Animals
Why are insects attracted to artificial lights?
The classic summer cookout comes with chips, drinks and then, after the sun goes down, swarms of insects flitting around porch lights. But flying around artificial lights can have deadly consequences for critters such as moths, gnats and mosquitos; they can get trapped under lampshades and exposed to predators such as beetles, spiders, bats and birds.
This "stupid circling" can even distract insects from goals such as eating, mating and reproducing, said Avalon Owens, a fellow at Harvard University. And artificial lights may be contributing to shrinking insect populations worldwide. So, given the risks, why are insects attracted to artificial lights?
Theories abound. Perhaps moths use the moon for navigation, and lights look like the moon. Maybe insects are trying to escape toward the light — or trying to find the dark. Due to an optical illusion called mach bands, Owens said, "the edge of a lit area will appear darker than the rest of the darkness."
In 1965, one researcher hypothesized that lights might somehow mimic mating pheromones. "That was a wild theory!" said Yash Sondhi, a postdoctoral researcher at the Florida Museum of Natural History who studies moths and sensory systems. "But at that point, all the theories had no evidence," he told Live Science.
Related: Why are flies so hard to swat?
On one level, it appears that insects fly to artificial lights because older evolutionary responses are being hijacked. "For the vast majority of evolutionary history," Owens said, "the night has been almost entirely dark."

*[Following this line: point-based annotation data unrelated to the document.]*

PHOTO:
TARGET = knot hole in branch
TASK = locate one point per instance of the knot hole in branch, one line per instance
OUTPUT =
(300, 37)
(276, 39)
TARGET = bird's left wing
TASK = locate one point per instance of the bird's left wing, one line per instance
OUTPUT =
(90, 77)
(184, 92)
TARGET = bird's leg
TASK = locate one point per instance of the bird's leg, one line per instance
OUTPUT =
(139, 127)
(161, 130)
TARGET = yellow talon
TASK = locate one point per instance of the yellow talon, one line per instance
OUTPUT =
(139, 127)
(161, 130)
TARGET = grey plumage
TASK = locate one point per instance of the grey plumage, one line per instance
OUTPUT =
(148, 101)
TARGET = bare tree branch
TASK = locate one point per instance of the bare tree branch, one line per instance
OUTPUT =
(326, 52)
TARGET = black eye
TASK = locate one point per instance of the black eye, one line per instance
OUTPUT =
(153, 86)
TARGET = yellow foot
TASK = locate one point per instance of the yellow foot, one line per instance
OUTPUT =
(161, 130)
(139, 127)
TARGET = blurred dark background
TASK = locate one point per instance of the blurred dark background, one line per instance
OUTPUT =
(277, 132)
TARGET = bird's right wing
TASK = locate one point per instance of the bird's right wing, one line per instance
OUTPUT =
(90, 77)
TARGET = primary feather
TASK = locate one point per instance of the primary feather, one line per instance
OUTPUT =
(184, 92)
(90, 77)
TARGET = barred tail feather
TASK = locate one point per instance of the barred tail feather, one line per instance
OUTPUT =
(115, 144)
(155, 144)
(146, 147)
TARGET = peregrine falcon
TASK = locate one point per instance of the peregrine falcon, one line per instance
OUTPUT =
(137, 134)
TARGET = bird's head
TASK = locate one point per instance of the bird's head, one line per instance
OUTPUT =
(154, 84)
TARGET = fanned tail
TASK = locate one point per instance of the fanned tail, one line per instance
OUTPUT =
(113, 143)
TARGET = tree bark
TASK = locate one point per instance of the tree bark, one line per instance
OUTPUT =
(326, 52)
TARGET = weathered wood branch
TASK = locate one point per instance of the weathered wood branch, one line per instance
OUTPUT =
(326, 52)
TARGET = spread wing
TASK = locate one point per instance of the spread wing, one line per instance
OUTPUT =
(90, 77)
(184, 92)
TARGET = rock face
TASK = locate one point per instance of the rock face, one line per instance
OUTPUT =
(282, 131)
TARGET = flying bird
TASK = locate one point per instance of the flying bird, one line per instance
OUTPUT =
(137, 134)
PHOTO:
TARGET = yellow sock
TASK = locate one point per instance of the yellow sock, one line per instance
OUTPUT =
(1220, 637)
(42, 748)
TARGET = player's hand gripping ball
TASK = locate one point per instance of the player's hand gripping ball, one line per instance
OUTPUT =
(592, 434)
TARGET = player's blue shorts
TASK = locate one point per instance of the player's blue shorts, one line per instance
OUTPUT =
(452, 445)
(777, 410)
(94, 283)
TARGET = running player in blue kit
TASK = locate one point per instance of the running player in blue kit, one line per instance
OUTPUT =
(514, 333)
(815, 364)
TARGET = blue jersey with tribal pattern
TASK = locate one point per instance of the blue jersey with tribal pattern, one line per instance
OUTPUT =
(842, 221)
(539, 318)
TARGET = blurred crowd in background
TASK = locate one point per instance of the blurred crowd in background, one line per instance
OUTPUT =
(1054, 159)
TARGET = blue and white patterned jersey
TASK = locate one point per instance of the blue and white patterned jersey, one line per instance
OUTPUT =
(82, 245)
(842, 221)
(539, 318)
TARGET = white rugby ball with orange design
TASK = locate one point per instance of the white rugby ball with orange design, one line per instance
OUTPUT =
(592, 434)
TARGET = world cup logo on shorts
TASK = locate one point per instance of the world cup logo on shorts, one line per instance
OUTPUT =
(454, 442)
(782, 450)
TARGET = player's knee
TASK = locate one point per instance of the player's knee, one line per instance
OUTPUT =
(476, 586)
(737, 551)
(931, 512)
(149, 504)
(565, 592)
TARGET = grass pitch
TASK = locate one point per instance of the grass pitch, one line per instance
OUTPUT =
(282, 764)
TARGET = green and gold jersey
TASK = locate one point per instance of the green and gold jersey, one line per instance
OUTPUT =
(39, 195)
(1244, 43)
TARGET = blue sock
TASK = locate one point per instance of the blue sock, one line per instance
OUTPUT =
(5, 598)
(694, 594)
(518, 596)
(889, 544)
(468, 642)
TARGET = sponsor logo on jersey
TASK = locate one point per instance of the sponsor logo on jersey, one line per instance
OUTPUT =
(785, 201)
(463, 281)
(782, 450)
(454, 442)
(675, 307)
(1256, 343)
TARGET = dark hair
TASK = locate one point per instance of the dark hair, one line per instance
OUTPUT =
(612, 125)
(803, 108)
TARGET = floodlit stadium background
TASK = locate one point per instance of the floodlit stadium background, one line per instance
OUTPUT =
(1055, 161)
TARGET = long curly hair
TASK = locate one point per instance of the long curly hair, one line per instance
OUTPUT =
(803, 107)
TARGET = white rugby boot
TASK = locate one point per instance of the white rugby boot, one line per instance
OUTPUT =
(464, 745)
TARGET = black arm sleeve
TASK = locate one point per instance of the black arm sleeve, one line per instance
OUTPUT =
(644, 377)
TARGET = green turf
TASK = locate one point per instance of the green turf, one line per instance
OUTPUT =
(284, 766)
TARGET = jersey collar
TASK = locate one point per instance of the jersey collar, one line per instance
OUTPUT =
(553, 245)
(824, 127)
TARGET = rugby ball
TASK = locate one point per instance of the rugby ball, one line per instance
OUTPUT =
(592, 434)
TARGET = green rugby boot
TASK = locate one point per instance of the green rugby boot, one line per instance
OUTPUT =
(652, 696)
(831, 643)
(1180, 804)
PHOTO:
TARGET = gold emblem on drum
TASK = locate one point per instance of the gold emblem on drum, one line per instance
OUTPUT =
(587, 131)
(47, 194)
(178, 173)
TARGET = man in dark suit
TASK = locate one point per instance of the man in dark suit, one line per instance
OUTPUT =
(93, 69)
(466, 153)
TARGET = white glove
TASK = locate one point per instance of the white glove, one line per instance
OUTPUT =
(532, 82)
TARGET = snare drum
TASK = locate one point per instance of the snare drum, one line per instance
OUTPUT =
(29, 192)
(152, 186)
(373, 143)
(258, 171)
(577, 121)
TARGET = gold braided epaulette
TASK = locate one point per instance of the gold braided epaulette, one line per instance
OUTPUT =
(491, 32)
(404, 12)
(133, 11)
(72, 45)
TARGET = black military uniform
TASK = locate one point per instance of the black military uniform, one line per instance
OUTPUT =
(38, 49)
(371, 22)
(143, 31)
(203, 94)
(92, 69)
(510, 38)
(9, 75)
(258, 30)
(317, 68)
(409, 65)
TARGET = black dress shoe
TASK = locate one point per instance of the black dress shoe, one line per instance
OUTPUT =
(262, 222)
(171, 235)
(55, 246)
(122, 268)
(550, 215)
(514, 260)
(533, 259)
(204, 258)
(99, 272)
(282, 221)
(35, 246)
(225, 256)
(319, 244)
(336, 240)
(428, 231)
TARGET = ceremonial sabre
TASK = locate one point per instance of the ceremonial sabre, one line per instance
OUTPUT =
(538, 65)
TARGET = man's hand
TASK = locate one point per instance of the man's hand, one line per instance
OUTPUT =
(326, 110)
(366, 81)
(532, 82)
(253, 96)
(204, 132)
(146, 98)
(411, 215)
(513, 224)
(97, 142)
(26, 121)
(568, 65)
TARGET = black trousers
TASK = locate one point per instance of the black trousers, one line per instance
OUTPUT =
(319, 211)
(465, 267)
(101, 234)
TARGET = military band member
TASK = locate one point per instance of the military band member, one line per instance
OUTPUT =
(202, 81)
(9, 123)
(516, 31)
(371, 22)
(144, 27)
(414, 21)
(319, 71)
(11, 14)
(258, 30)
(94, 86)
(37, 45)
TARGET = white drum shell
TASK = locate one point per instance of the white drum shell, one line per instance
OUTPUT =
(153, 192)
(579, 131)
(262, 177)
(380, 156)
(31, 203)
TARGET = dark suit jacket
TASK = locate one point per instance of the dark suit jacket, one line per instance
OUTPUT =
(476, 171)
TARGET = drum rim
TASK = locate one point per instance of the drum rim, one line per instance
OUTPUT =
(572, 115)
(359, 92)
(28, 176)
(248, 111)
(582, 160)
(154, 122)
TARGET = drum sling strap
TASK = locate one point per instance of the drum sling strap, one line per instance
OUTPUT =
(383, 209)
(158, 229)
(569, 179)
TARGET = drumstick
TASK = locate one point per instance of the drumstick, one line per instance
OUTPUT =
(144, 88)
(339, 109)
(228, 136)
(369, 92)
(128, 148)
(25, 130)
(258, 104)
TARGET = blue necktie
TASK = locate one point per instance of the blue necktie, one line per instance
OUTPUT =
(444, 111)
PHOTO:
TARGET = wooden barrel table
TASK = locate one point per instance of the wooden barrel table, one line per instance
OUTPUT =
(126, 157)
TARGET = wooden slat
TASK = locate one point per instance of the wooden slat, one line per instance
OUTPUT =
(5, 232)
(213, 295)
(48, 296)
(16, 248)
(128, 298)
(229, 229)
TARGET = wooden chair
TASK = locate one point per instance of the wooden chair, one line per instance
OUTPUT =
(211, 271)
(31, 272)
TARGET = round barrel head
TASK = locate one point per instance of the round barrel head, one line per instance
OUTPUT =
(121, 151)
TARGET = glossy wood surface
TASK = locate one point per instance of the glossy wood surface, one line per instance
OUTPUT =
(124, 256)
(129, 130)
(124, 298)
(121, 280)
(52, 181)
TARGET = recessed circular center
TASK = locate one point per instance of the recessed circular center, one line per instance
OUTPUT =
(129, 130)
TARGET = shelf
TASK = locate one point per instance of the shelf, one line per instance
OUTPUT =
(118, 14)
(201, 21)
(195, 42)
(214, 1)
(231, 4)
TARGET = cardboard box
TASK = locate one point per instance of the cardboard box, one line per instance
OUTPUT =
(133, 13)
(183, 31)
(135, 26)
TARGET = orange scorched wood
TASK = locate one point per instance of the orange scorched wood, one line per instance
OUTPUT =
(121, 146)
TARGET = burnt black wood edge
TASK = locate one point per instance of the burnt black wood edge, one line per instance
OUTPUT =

Specific hypotheses are difficult to test because insects in flight are hard to observe. New technologies may finally bring better answers. In a 2024 study published in the journal Nature Communications, Sondhi, along with Samuel Fabian at Imperial College London and other researchers, filmed moths, dragoNFLies and other insects with a high-speed camera. They noticed something unexpected: The moths and dragoNFLies kept their backs to the light as much as possible. They also flipped upside down.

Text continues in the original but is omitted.